Pulling Young People Into The Matrix
I’m often asked to present media sessions in schools. I’m amazed how frequently arms shoot up in an elementary classroom and “The Matrix!” is exclaimed in response to “What’s your favorite movie?”
And don’t think they’re making it up to look cool. When questioned, I often hear scenes recited word for word, while slow motion action moves are demonstrated by seven-year-olds in a feeble attempt to recreate the movie’s trademark fighting sequences.
If you thought the promotional onslaught of movies, merchandise, and a video game made it difficult to keep your young ones from catching Matrix fever, it’s about to become even worse.
Then an innocuous unrated video appeared called Animatrix. A series of nine segments, each tells a story set in the universe of The Matrix. Most are independent of the theatrical movies, while others provide “backstory” – filling you in on how the Earth of the future became such a mess.
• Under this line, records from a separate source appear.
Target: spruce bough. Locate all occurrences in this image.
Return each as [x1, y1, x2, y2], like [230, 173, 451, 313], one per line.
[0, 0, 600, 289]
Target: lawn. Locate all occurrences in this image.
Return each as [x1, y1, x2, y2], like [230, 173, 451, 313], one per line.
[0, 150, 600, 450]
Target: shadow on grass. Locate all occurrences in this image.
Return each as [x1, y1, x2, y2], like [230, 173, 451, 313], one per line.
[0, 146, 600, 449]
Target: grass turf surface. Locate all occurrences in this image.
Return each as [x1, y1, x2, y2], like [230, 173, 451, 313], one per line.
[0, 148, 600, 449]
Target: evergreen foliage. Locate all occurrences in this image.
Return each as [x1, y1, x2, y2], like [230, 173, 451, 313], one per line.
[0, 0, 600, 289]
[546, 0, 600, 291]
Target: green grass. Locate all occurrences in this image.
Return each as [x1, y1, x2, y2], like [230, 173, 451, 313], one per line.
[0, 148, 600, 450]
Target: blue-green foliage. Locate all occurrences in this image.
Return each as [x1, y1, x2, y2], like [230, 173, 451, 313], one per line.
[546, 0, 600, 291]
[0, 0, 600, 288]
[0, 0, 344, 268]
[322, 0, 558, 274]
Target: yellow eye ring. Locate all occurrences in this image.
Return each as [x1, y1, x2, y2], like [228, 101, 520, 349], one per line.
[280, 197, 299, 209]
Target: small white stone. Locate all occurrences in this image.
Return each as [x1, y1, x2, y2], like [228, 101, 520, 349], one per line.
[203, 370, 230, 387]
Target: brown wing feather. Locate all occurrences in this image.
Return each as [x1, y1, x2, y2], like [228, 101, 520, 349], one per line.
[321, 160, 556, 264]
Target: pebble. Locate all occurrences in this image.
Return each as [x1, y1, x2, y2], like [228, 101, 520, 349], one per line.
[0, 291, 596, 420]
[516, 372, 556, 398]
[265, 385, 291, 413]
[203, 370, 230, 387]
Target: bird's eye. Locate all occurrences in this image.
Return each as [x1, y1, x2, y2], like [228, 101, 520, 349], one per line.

(For those who aren’t aware, here’s the history: Man built artificial intelligence robots to serve humans. But decades of miserable treatment left the machines rebelling for a better life. A world war erupted, and with man on the brink of extinction, it’s decided the only way to stop the machines is to block out the sun – their sole energy source. In return the mechanical monsters round up the last humans and turned them into energy slaves by using their bodies to supply power. While in this comatose state, the machines plug the humans into The Matrix, where they live in a virtual world that looks like the Earth they used to know. But a few humans have broken free, and thus the war continues…)
Compelling from a purely science fiction point of view and illustrating a stunning variety of animation styles, the video is bound to be a hit with Matrix fans. However, sending this disc into the marketplace with no MPAA rating is a huge disservice to families because there are several reasons why you will want to keep this video from your children.
Looking at the women in Animatrix, with their slim leggy bodies and disproportionate breasts, I’m convinced many of the animators must have previous experience in video game design. Most of the girls wear little and appear to be the typical fantasies of men – rough and tough, but oh so feminine.
At a couple of points, topless female nudity is depicted, including one woman who is forcibly stripped of her clothes, exposing her naked breasts, and then beaten. It turns out she’s a robot, but her human characteristics make this scene very upsetting.
Other violent images depict humans impaled by robots, along with a host of fighting resulting in men and robots being murdered in throngs.
But of even greater concern is the overall feel of Animatrix. Aside from the dark and hopeless depictions, which are often modeled from actual historical events, is the premise of living within a dream. This idea is explored in greatest depth during one vignette entitled, “The Kid.”
A high school student dreams he has jumped from a tall building and is falling to the ground. Upon awakening, he types the question into his computer; "Why do my dreams feel more real than my life?" The answer returns: “To know the truth, you must risk everything.”
The next day the troubled teen’s cell phone rings in class – even though it is turned off. Answering, Neo (the character played by Keanu Reeves in the motion pictures) tells him that “they” are after him. Running from authorities, the boy makes his way to the roof, where he jumps to his death. In the end, he sees a white light and the face of Neo, who has rescued him from The Matrix.
The social and religious implications are obvious, as is the impending danger of a young viewer being motivated to mimic this drastic decision.
My conversations with children, teens, and adults have convinced me the Matrix franchise has already left a significant impact on those who have viewed it. Many even see positive parallel to religious philosophy within it.
Yet it is imperative that we help our children understand where media fits into our frame of reality. The Matrix movies, like everything else produced from the media factories, are about money.
Just as important is the need to recognize that it takes a great deal of critical thinking skills to digest the complex messages the media feeds. What you may enjoy as an adult might be better saved for your children when they are more mature. Parents would be well advised to prescreen Animatrix and carefully consider its messages before bringing it into their homes.